The world is filled with traps for Soleymane (Abou Sangare) in “L’Historie de Soleymane (Soleymane’s Story),” who strenuously avoids them in the streets of Paris where he works as a courier, but unable to sidestep them as he seeks asylum from his original home in Guinea-Conakry. Citizenship is no guarantee under any circumstances, but director Boris Lojkine throws his lead character a particularly brutal curve when what looks like the path of least resistance, which is to claim to be a political dissident when it’s more acceptable as a purpose immigration to the French government, becomes fraught with peril when that simply isn’t what happened to Soleymane, whose journey to the north was no less necessary yet unlikely to be recognized as such under the letter of the current laws.
However, well before that becomes the central issue in “L’Historie de Soleymane,” Lojkine and co-writer Delphine Agut compellingly raise a number of others in the 48 hours leading up to the refugee’s interview with authorities. The two outline a whole cottage industry that has sprung up underground to help the undocumented attain citizenship, but are apt to exploit when they are as desperate to survive in the country financially as the people they assist. Although Soleymane’s situation is hardly enviable, he is asked all the time by others to hook him up with Emmanuel (Emmanuel Yovanie), a Cameroonian who has an account to work in online food delivery that those without citizenship can’t legally apply for and has found a small business lending the account out in return for a cut of the fees from racing around town. Likewise, Soleymane has also had to rely on the guidance of Barry (Alpha Omar Sow), who has found a steady income coaching African refugees to tell their saddest stories to immigration officials, suggesting painful details to add should their own experience not sound awful enough.

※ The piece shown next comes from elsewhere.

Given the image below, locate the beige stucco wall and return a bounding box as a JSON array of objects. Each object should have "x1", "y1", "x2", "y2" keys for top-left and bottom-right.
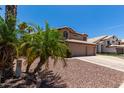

Whatever happened in their life prior to France can be assumed to be unfathomable when putting up with the hell they have to endure awaiting acceptance in the country and while “L’Historie de Soleymane” holds back what really pushed Soleymane to leave Guinea, the courier tortures himself to remember the testimony that he’s worked on with Barry as he does the punishing work of bringing people their take out, dodging cars and absorbing the anger of those who blame them for the long wait when it’s the kitchen that takes their time. Lojkine is careful to show that the world is not an entirely unsympathetic one when Soleymane can be gifted with a coffee on the house at one of the restaurants he picks up from and there are glimpses of a social safety net at the shelter he stays at or a volunteer breadline he makes use of. Yet the amount of responsibility placed on him to navigate bureaucratic systems that must be bewildering even to those that work inside of them can be crushing and the full weight of it can be felt for as light on his feet as Soleymane can be, with cinematographer Tristan Garland energetically matching the main character step for step as he moves through the metropolitan labyrinth.
In his screen debut, Sangare is engaging throughout as Soleymane attempts to keep calm under increasing pressure to come up with the cash to pay Barry for his services while having to placate Emmanuel after jeopardizing his scheme, but he really delivers when the third act calls for it as the character is caught between what he feels he should say and what he wants to say. Although “L’Historie de Soleymane” presents such frustrations regularly, it has none of its own in this regard, detailing an unconscionable situation with no obvious remedy other than empathy, which the film has no shortage of.
“L’Histore de Souleymane” will screen again at the Cannes Film Festival as part of Un Certain Regard on May 20th at 7:15 pm at Cineum Salle 3, May 21st at 2:15 pm at Cineum Screen X, May 22nd at 7:30 pm at Cineum Imax and May 23rd at 6:45 pm at Cineum Salle 3.